Future J.C. Penney outdoor-wear model Beto O’Rourke has now taken to using profanities on the campaign trail, trying to draw attention to himself by emulating a YouTube comments section. On Wednesday night, O’Rourke said his 8-year-old son told him they could no longer live in their hometown of El Paso because the city “would not sustain human life unless something dramatic changes” with regard to climate policy. (Meanwhile, my 8-year-old daughter is training our family dog to become an international spy.)

If you are a Democratic candidate, supporting a “Green New Deal”—that was defeated unanimously in the Senate—is now a litmus test for the seriousness of your candidacy. (A procedural vote to bring the bill to the floor failed 57-0, with most Democrats voting “present.”)

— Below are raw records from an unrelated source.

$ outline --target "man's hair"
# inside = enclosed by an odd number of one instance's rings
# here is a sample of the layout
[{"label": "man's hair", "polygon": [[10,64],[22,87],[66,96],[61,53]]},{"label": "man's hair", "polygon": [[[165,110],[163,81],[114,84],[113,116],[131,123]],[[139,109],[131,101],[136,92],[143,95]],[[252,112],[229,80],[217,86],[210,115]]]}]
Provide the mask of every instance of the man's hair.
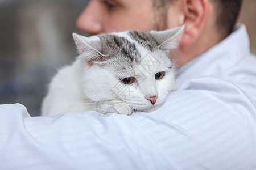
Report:
[{"label": "man's hair", "polygon": [[[167,29],[168,8],[177,0],[152,0],[156,16],[160,17],[156,26],[158,29]],[[230,33],[237,19],[242,0],[210,0],[214,6],[217,28],[226,36]]]},{"label": "man's hair", "polygon": [[217,28],[226,35],[229,35],[238,16],[242,0],[210,0],[214,5]]},{"label": "man's hair", "polygon": [[177,0],[152,0],[153,9],[155,13],[155,29],[156,30],[164,30],[168,28],[167,17],[169,6],[174,1]]}]

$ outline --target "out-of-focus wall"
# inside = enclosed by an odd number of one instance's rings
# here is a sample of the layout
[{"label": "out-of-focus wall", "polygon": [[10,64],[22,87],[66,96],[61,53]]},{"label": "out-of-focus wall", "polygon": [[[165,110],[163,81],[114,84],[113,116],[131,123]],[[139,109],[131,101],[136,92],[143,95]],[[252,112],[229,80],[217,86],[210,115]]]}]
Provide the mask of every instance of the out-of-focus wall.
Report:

Offering free college and student loan forgiveness are de rigueur. Oppose reparations for African-Americans? Then you oppose getting the nomination. We actually reached a point in the last televised debate where supporting the Barack Obama administration on certain policies was enough to show you weren’t woke enough.

Not even the most sensible, established democratic norms are safe from the clutches of this campaign-drunk field. Court-packing, eliminating the Electoral College, and socialism are all once again in vogue, presumably soon to be joined by speakeasies, smallpox, and goldfish swallowing.

In fairness, the Democrats’ retreat from sanity is probably just a reaction to the Republicans’ capitulation to absurdity. Four years ago, Republicans would rightfully be outraged if a president spent his time using a Sharpie to doctor hurricane threat maps or tweeting at Debra Messing or canceling meetings with international leaders because they won’t sell him Greenland. But the GOP’s leaders have become so inured to nonsense that they simply shrug and wait for the next day’s indefensible Trump uttering.

It would only take these politicians one day outside of their campaign bubbles to realize that they’ve become walking punchlines. Among those in the Democratic field, who is going to be the one to stand up, and condemn things like painting over murals of George Washington?

When the more reasonable Democrats shut their campaigns down and finally take some time to breathe fresh air, they’re going to be ashamed at the things they said during this stressful period.

But at least they’re bypassing the oppo-research profiteers and showing voters their worst selves without having been blackmailed.